Pattern, Pattern, Everywhere

 

Just a small selection of the 1,500 or so rust, peeling paint, graffiti, old china, wallpaper etc photos I've collected.

Just a small selection of the 1,500 or so rust, peeling paint, graffiti, old china, wallpaper etc photos I’ve collected.

It’s a rainy day here in Vancouver. The first of many, I suspect. But, to quote one of my mother’s many handy sayings, “every cloud has a silver lining.” These grey, wet days are perfect for heading out and adding to my “texture” photo collection.

I think it started with the battleship linoleum on out bathroom floor when I was little. I used to stare at it and could see several distinct scenes of action. The one I remember most clearly was a lion swimming in a strong current of green swirling water. In those distant pre-internet (even pre-TV) days, I used to make up stories about the world within the lino. More recently, I was sure that this intersection of green and blue looked, if you squint a bit, like a tropical oasis.

Eddies Beach

So began a lifelong fascination with patterns and pictures in the most unlikely places – rust, lichen, water, grating, reflections, lace, wallpaper, ice, fibreglass, peeling paint. Often to the exasperation of my long-suffering family. A few years ago I was in London with my son, then eighteen. As I crouched over a rusty grating to take the hundredth photo of the day, he said, “do you hear that”. I said “what?” and he replied, “it’s the sound of my eyes rolling”. I smile every time I hunker down to take yet another picture in the gutter or on a fence.
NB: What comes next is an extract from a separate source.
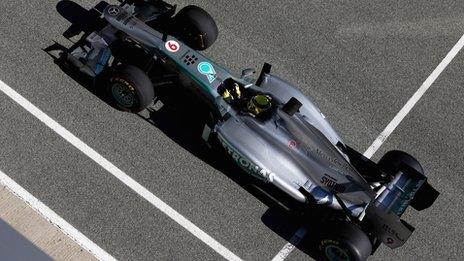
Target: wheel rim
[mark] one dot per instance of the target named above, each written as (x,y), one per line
(335,253)
(123,95)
I find it best to go solo on these expeditions these days!

I just checked the “textures” folder on my computer. It contains 1488 images. I’ve taken many more times that number of this type photos, but these are the ones I’ve chosen to save. What do I do with them all? Some of them end up as images in their own right, large canvases or prints. I love the fact that some of my favourite and most striking images come from extremely humble origins.

This slightly Gustav Klimt-inspired piece is actually a section of a burned out and rusted car I found deep in the woods in northern British Columbia.

OLYMPUS DIGITAL CAMERA

This rather spectacular study of blue and orange was created by the wear pattern of a chain on a dumpster in the far corner of the parking lot of my local Costco.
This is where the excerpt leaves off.